Sua empresa tem um fluxo de caixa? Você conhece a sua utilidade e sabe usá-lo corretamente para auxiliar nas suas decisões?

Tenha bem definido que administrar um empreendimento NÃO é “SÓ” vender e receber. Administrar não é também só gerenciar pessoas e recursos de produção. Não é só fazer mais com menos. Nem é só planejar, organizar, dirigir e controlar. Neste conceito, encontra-se espaço para o tratamento dos recursos financeiros da empresa. 

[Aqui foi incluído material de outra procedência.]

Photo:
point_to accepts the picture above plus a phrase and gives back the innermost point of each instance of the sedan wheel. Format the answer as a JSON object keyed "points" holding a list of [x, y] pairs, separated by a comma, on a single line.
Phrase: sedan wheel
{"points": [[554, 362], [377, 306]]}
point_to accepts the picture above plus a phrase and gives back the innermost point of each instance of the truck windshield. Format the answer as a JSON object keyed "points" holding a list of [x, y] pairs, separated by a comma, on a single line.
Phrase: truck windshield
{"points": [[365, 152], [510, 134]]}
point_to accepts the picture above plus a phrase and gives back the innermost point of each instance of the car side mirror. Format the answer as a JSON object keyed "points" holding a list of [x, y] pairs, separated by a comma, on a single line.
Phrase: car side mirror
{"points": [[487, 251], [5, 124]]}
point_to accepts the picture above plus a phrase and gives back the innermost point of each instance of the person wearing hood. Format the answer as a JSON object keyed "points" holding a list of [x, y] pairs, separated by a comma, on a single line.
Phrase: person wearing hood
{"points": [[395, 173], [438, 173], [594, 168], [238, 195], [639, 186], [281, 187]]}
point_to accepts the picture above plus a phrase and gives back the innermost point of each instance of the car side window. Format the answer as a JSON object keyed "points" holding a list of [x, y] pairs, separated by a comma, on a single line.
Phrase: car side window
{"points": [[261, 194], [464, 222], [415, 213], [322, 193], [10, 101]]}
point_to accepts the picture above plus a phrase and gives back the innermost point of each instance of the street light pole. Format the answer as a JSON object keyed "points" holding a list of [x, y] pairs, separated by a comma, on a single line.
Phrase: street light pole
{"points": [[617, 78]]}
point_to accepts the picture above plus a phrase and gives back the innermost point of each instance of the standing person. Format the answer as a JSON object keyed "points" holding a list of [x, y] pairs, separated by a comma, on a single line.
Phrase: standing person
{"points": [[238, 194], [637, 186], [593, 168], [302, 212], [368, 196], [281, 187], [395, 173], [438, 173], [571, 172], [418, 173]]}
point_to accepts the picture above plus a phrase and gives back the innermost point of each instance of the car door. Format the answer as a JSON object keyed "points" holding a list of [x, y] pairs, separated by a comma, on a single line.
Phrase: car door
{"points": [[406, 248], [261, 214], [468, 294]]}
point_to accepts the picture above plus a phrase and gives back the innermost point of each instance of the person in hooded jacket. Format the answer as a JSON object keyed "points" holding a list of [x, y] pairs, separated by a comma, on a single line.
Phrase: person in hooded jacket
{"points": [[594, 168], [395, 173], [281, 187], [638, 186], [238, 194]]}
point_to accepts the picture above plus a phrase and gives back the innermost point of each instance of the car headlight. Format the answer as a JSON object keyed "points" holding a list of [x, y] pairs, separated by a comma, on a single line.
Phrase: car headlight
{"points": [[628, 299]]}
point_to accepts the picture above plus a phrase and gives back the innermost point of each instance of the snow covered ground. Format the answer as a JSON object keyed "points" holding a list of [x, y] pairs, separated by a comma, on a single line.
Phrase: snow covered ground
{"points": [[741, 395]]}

  • Você já parou para analisar as variações do faturamento de sua empresa no decorrer dos meses? 
  • Você tem condições de explicar, ao menos, os motivos destas ocorrências e o que você vem fazendo para trabalhar melhor estas oscilações?

Dedique uma atenção maior às informações financeiras. Discuta e faça projeções através da construção de cenários, arquitetando o futuro financeiro de sua empresa. Veja se não há “furos” no seu fluxo de caixa.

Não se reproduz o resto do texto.